Un’ambiziosa visione unitaria dei “popoli del mare” è espressa dal fijiano Cranio che auspica di “ricucire pezzo per pezzo e fare un grande mantello” a comprendere in una grande patria “tutti i popoli del mare, i melanesiani, i polinesiani, i fidji, i samoa, i tonga”.

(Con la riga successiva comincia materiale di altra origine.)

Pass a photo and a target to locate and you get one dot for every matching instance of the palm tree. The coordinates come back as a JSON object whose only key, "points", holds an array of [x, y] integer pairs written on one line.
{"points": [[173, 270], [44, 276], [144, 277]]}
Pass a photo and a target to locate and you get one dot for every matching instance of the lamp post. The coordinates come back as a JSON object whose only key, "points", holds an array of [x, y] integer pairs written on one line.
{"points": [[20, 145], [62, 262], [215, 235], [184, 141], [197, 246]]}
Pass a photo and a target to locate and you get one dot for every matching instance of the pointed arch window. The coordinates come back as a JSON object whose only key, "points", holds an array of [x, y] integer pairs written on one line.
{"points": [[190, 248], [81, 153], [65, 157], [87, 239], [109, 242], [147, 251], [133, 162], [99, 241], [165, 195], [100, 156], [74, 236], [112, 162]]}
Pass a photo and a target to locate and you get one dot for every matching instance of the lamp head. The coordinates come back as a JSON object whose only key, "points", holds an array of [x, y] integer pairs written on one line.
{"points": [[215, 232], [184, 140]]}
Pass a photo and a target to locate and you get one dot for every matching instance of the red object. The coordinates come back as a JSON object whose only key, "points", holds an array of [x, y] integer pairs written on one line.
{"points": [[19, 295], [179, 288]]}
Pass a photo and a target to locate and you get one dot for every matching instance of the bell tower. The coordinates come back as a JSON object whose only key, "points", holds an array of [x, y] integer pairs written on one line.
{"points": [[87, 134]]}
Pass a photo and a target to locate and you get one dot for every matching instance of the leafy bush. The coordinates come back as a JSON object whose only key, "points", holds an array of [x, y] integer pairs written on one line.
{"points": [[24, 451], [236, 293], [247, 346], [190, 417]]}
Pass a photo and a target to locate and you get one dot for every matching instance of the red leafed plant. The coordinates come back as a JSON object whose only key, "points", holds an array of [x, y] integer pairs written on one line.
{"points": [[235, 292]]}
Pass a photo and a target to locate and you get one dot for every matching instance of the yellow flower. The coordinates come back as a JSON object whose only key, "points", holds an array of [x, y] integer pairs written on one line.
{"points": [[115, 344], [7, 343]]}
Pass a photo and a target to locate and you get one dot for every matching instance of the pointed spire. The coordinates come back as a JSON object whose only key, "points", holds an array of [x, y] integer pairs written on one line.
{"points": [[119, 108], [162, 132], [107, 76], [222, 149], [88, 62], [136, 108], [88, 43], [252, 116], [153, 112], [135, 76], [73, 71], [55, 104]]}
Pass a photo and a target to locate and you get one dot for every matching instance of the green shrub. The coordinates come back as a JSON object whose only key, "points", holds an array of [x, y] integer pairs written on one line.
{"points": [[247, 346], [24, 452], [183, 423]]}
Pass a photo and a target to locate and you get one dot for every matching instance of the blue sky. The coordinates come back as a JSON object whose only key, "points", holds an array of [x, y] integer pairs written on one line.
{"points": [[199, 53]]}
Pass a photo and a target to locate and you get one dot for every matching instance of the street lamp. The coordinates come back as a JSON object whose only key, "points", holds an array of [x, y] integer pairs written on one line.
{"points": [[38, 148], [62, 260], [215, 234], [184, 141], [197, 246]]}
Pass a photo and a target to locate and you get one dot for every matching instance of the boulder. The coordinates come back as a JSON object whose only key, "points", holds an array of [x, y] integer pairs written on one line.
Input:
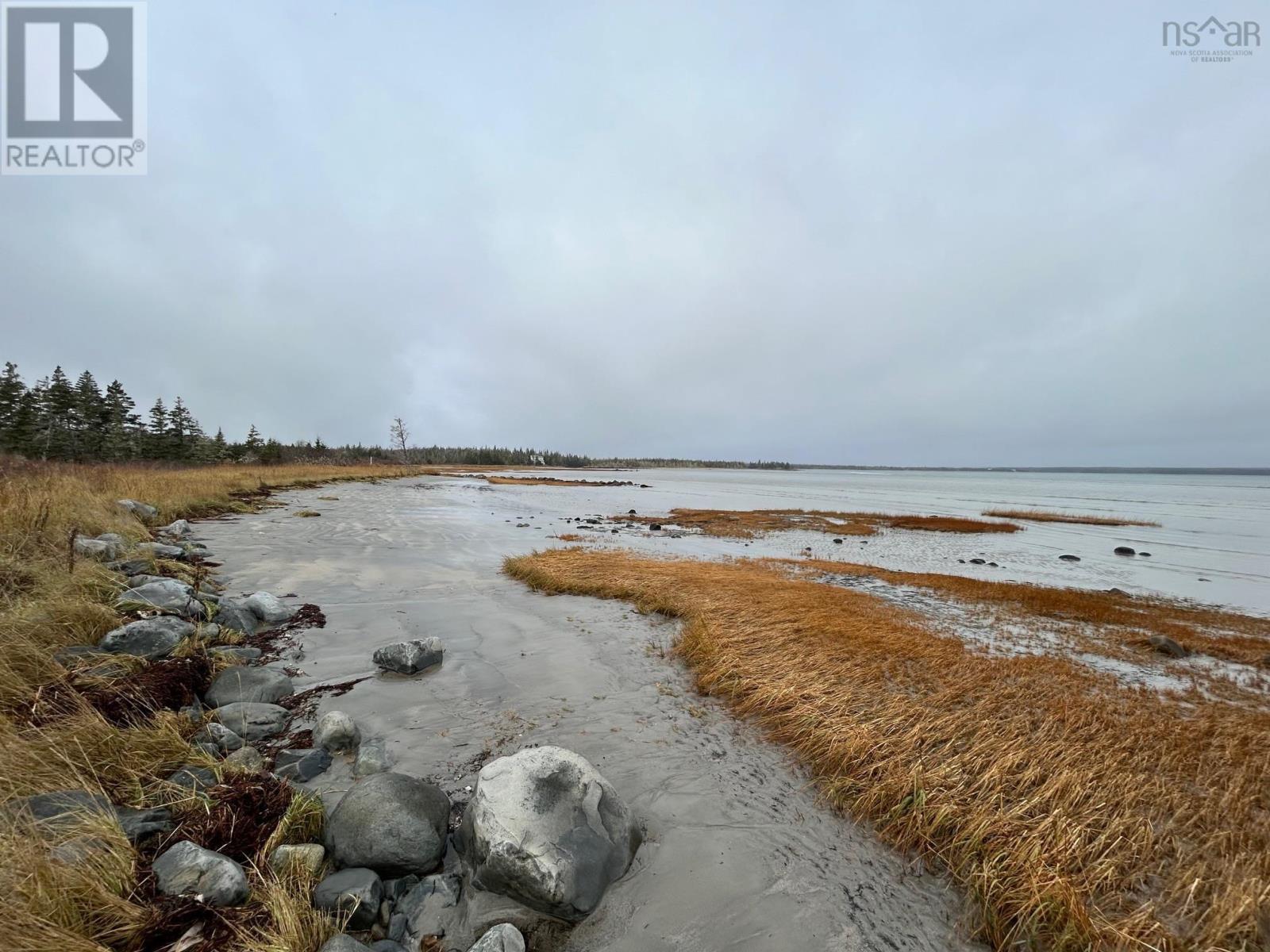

Di tutti i “bianchi” della ballata, chiusi nella loro visione metropolitana, il solo Corto Maltese, avventuriero sui generis, riesce a cogliere lo spirito dell’Oceano e dei suoi abitanti, come riconosce il melanesiano nuovo re di Raro-Raro (dall’improbabile nome Sbrindolin): “tu hai cercato di essere come noi, e ci sei quasi riuscito… forse ti manca solo una cosa… il colore della pelle.”